Cappotto lungo e barba sono state le prime modifiche estetiche apportate al nuovo Dylan che, orfano ma adottato dall’ispettore Bloch, ha anche alle spalle un matrimonio e un divorzio con la affascinante Rania. Ad aprire la porta della sua casa, non più il sardonico Graucho ma un personaggio recuperato dalla narrativa sclaviana, lo scavafosse Gnaghi.
Qualcosa di vecchio, qualcosa di nuovo, qualcosa di blu.
Leggerne anche solo il nome, “Dylan Dog reboot”, sembrava qualcosa di mostruoso e terrificante. La meteora che aveva distrutto, alla fine del 2019, la scritta in copertina del logo “Dylan Dog” aveva dilaniato in mille pezzi anche il cuore di moltissimi fan, incerti sul futuro del loro (anti)eroe.
In realtà, per quanto l’esperimento sia molto moderno nella sua genesi, affonda le radici in pratiche letterarie antichissime. Nell’antica Grecia, i poeti alessandrini erano concordi nel ritenere gli autori antichi dei modelli insuperabili di eleganza stilistica. Eppure, per quanto fosse urgente la necessità di distinguersi da essi, il concetto di originalità era qualcosa di molto diverso da ciò che siamo abituati a intendere oggi. Il principio dell’imitatio cum variatione prevedeva la presenza costante di rimandi, citazioni, allusioni ai modelli del passato, dai quali venivano tratti anche temi ed espedienti formali.

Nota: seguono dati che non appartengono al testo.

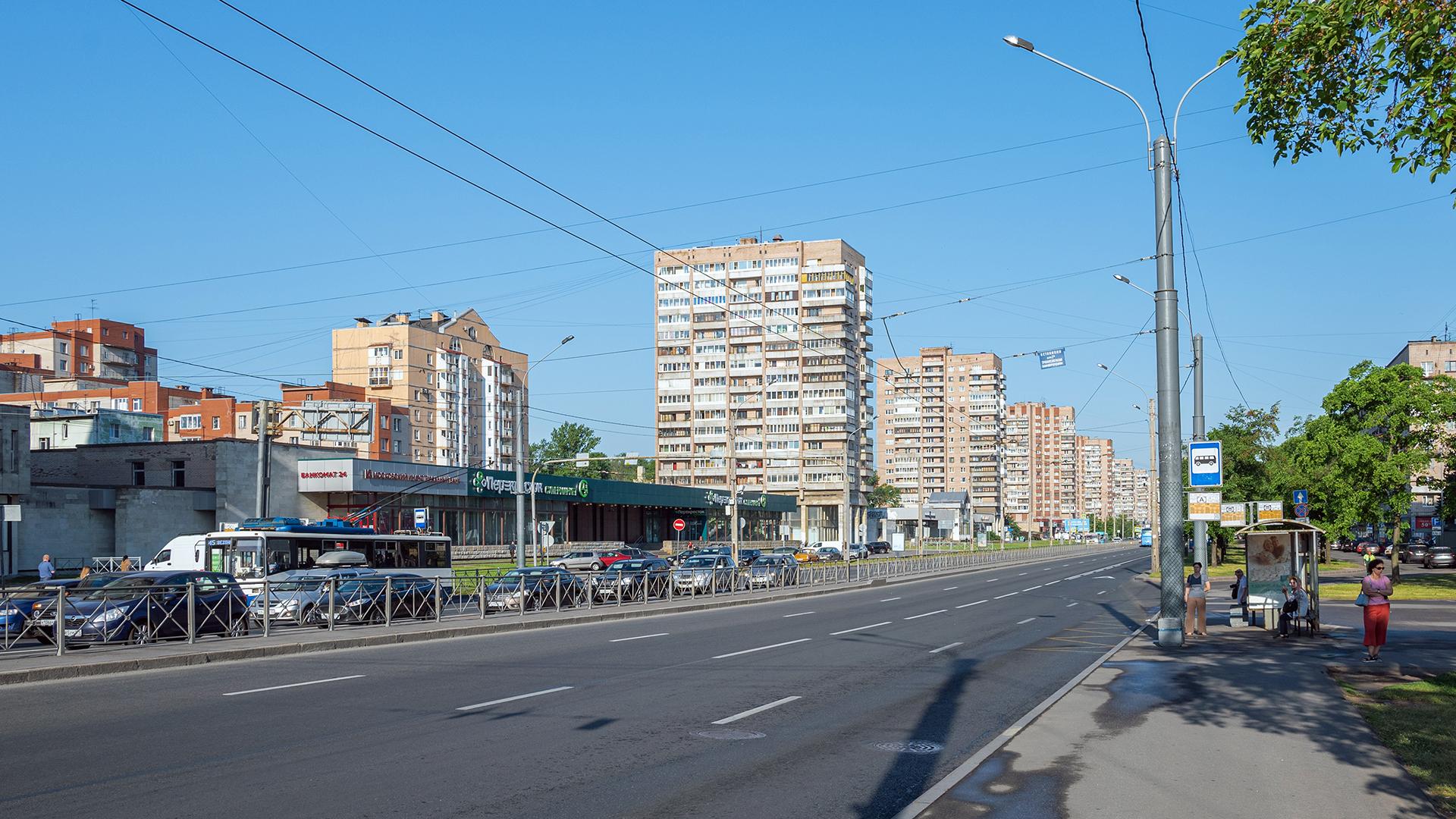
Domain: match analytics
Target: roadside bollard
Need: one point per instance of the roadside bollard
(191, 611)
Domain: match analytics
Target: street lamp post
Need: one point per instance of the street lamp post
(1169, 423)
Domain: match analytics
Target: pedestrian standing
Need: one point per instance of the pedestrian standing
(1376, 588)
(1196, 599)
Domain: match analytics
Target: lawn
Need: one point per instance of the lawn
(1414, 720)
(1411, 588)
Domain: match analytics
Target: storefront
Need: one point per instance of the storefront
(476, 507)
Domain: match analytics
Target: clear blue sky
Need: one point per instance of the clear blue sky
(123, 171)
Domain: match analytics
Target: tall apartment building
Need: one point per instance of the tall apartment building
(93, 349)
(1041, 465)
(1095, 479)
(450, 375)
(762, 350)
(943, 428)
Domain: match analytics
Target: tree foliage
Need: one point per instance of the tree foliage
(1351, 74)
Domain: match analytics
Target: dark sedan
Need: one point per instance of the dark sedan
(535, 588)
(632, 580)
(1439, 557)
(376, 599)
(145, 607)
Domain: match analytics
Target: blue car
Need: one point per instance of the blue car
(145, 607)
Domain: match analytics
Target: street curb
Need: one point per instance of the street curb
(476, 629)
(965, 768)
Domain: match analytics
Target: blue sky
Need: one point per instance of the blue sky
(124, 171)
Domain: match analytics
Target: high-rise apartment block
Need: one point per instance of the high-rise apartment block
(943, 428)
(762, 352)
(1041, 465)
(1095, 479)
(452, 378)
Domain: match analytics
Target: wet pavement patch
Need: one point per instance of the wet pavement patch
(728, 733)
(908, 746)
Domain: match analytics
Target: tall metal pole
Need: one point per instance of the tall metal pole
(1169, 419)
(1200, 528)
(520, 475)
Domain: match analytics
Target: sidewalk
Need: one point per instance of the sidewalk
(1234, 725)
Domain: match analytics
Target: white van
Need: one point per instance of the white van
(181, 553)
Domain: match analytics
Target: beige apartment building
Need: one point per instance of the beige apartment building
(450, 376)
(1041, 465)
(1095, 477)
(943, 428)
(762, 352)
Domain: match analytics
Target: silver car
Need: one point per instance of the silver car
(294, 598)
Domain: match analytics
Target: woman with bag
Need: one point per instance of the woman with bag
(1375, 596)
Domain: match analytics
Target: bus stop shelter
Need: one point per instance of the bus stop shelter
(1273, 553)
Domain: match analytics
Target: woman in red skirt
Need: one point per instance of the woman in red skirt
(1376, 588)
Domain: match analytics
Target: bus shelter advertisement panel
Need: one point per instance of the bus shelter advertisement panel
(1269, 561)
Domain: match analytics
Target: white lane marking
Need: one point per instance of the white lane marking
(761, 649)
(291, 686)
(752, 711)
(513, 698)
(858, 629)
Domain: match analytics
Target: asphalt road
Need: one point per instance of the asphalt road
(593, 720)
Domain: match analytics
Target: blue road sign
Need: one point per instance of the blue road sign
(1206, 464)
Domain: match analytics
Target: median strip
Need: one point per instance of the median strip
(858, 629)
(513, 698)
(761, 649)
(759, 710)
(293, 686)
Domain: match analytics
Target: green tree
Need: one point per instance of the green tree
(566, 441)
(1381, 428)
(1351, 74)
(881, 496)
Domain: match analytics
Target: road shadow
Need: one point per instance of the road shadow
(912, 773)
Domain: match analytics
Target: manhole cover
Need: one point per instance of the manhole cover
(909, 746)
(728, 733)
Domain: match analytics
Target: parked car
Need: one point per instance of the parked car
(541, 586)
(1414, 551)
(632, 580)
(367, 599)
(145, 607)
(300, 594)
(829, 554)
(1439, 557)
(774, 570)
(704, 573)
(595, 560)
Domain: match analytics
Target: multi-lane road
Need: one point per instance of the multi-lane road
(846, 704)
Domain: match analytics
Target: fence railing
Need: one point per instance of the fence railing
(124, 614)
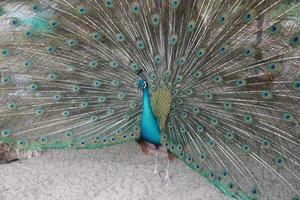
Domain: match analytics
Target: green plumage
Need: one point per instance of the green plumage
(224, 76)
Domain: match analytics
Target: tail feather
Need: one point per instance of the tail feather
(69, 71)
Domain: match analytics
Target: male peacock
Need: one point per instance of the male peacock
(220, 82)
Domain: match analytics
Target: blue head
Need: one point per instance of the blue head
(142, 84)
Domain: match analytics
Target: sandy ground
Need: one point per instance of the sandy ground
(120, 172)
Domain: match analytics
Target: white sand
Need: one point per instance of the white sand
(118, 172)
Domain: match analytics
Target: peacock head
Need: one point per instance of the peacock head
(142, 84)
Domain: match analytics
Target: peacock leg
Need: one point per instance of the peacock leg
(170, 157)
(156, 157)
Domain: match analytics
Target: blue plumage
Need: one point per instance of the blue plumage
(149, 127)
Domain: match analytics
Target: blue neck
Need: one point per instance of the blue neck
(149, 127)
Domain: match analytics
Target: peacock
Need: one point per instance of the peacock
(216, 83)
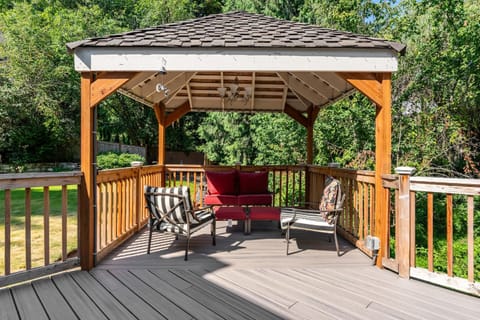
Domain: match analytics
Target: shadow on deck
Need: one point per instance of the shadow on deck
(243, 277)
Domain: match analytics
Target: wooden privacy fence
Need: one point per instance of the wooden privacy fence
(39, 227)
(445, 205)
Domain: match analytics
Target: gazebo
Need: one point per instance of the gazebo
(235, 61)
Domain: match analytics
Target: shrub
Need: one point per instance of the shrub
(110, 160)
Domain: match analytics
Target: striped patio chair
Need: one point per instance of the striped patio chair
(323, 220)
(171, 211)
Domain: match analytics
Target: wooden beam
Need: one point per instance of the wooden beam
(159, 109)
(174, 86)
(87, 186)
(300, 88)
(297, 116)
(312, 116)
(367, 83)
(316, 84)
(107, 83)
(177, 113)
(383, 162)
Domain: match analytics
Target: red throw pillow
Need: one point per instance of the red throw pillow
(253, 182)
(221, 182)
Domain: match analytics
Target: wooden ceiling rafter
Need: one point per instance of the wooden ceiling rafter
(177, 113)
(304, 101)
(317, 85)
(297, 116)
(138, 80)
(367, 83)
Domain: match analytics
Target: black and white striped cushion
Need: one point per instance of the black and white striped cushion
(177, 206)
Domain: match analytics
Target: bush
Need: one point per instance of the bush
(110, 160)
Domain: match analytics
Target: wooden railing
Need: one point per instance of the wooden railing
(441, 202)
(39, 227)
(287, 183)
(121, 205)
(358, 218)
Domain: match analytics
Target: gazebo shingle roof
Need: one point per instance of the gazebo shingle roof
(238, 29)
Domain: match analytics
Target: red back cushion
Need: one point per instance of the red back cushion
(221, 182)
(253, 182)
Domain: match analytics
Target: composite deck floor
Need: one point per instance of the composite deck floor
(243, 277)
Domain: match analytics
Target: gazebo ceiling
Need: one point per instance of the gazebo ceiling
(276, 65)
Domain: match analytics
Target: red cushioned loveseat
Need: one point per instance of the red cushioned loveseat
(237, 188)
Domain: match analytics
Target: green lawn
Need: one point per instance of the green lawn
(55, 232)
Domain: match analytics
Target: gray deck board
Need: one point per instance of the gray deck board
(105, 297)
(53, 301)
(8, 310)
(243, 277)
(28, 305)
(194, 308)
(79, 301)
(166, 308)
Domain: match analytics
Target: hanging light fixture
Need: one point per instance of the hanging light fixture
(161, 87)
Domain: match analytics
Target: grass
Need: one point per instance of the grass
(17, 239)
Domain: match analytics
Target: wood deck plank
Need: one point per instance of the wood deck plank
(409, 306)
(28, 305)
(243, 277)
(129, 300)
(52, 300)
(7, 309)
(354, 302)
(80, 302)
(165, 307)
(195, 309)
(439, 297)
(236, 308)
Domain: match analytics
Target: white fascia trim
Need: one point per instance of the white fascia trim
(204, 59)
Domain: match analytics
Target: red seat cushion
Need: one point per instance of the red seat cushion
(255, 199)
(221, 182)
(234, 213)
(220, 199)
(264, 213)
(253, 182)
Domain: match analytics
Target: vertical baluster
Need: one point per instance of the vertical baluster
(101, 222)
(8, 210)
(430, 230)
(396, 220)
(365, 210)
(28, 228)
(64, 222)
(361, 218)
(46, 224)
(470, 242)
(413, 245)
(371, 214)
(449, 235)
(387, 224)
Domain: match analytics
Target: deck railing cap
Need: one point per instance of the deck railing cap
(405, 170)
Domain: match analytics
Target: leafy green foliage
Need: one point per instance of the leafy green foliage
(110, 160)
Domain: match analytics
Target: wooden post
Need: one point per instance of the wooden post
(383, 162)
(312, 116)
(87, 187)
(160, 114)
(403, 235)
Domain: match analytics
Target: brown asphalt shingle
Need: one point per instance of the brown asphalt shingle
(238, 29)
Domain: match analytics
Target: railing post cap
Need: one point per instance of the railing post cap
(405, 170)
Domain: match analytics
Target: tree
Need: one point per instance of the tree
(39, 90)
(437, 95)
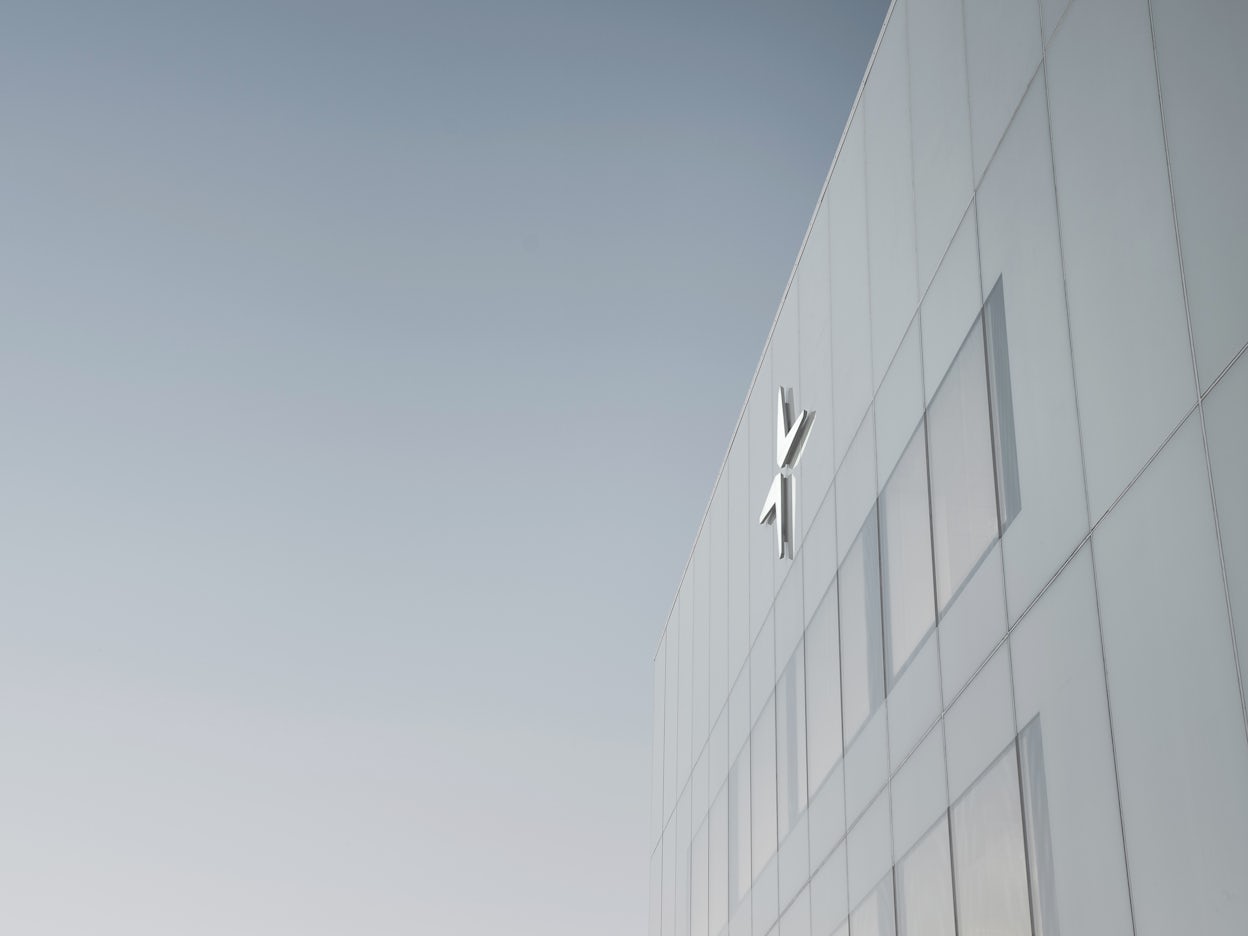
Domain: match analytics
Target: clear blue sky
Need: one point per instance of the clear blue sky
(365, 370)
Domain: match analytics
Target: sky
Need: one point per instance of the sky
(365, 371)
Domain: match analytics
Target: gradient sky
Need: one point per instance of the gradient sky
(365, 368)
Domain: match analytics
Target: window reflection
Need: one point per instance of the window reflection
(1040, 846)
(763, 788)
(698, 884)
(716, 862)
(874, 915)
(739, 828)
(962, 481)
(823, 692)
(990, 869)
(906, 557)
(791, 743)
(861, 640)
(925, 886)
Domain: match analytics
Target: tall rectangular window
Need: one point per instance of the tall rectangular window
(763, 788)
(1009, 494)
(874, 916)
(739, 829)
(698, 884)
(925, 886)
(861, 638)
(990, 864)
(906, 557)
(964, 488)
(791, 743)
(823, 690)
(718, 862)
(1040, 846)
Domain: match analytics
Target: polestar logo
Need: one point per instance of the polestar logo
(790, 439)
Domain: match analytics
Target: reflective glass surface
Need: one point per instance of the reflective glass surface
(716, 862)
(791, 743)
(739, 829)
(925, 887)
(823, 690)
(906, 557)
(861, 640)
(763, 786)
(1040, 845)
(990, 869)
(962, 479)
(698, 882)
(874, 915)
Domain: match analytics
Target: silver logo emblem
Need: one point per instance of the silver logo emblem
(790, 441)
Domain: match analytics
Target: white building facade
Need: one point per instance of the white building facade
(996, 683)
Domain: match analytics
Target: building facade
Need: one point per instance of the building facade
(981, 665)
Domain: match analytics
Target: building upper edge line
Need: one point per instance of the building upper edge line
(775, 320)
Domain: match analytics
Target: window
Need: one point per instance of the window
(718, 862)
(739, 829)
(990, 865)
(1009, 496)
(698, 884)
(962, 477)
(791, 743)
(823, 690)
(763, 786)
(925, 886)
(1040, 846)
(861, 638)
(874, 915)
(906, 557)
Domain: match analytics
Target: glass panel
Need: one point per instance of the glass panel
(1009, 497)
(718, 862)
(990, 869)
(739, 829)
(669, 880)
(698, 884)
(874, 915)
(1017, 215)
(1040, 846)
(906, 557)
(1058, 670)
(925, 886)
(684, 840)
(861, 639)
(763, 786)
(791, 743)
(964, 487)
(823, 692)
(657, 892)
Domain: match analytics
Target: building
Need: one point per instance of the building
(990, 678)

Era stato lo stesso Apollo ad esortare Callimaco: “dove non passano i carri pesanti, là cammina. Che non dietro le impronte degli altri tu spinga il tuo occhio, né per la via larga, ma per sentieri non calpestati […]”. Eppure, l’autore è lo stesso che scriveva di non aver cantato nulla che non fosse già attestato da altri poeti.
Quella sorta di competizione, gara letteraria, che gli antichi affrontavano con i loro modelli ha qualcosa di simile alla moderna operazione del reboot. Ricominciare, recuperare i fili del passato di Dylan era necessario per vivificare un’esperienza letteraria destinata all’immortalità. È uno sforzo finalizzato affinché ciò che è stato classico, eterno, continui ad esserlo, senza invecchiare mai.
I vecchi casi dell’indagatore dell’incubo, riletti e reinterpretati in chiave contemporanea, hanno un’originalità e una freschezza che regala al lettore qualcosa di familiare accanto a elementi assolutamente sorprendenti. Dylan è certamente nuovo, cambiato per molti aspetti, ma è lo stesso old boy che ha conquistato chi lo ama da vecchia data. Fedele a se stesso, Dylan Dog non muta nell’essenza, e gli elementi di novità non sono che il pretesto per lasciare che il personaggio abbia la stessa forza che aveva al momento della sua nascita.
Si è giunti a un punto cruciale nel corso della storia di Dylan Dog che determina una svolta anche nel rapporto tra i lettori e il fumetto. Come se si trattasse di una vera e propria storia d’amore, dopo un lungo fidanzamento si approda a una nuova ridefinizione della relazione. E come in ogni matrimonio che rispetti la tradizione, c’è sempre il vecchio Dylan, e poi anche qualcosa di nuovo. E quel “qualcosa di blu” è l’elemento turchino , magico, che, come nelle favole, conquista anche chi scetticamente giura ogni mese a se stesso che il successivo sarà “l’ultimo numero di Dylan che comprerò”.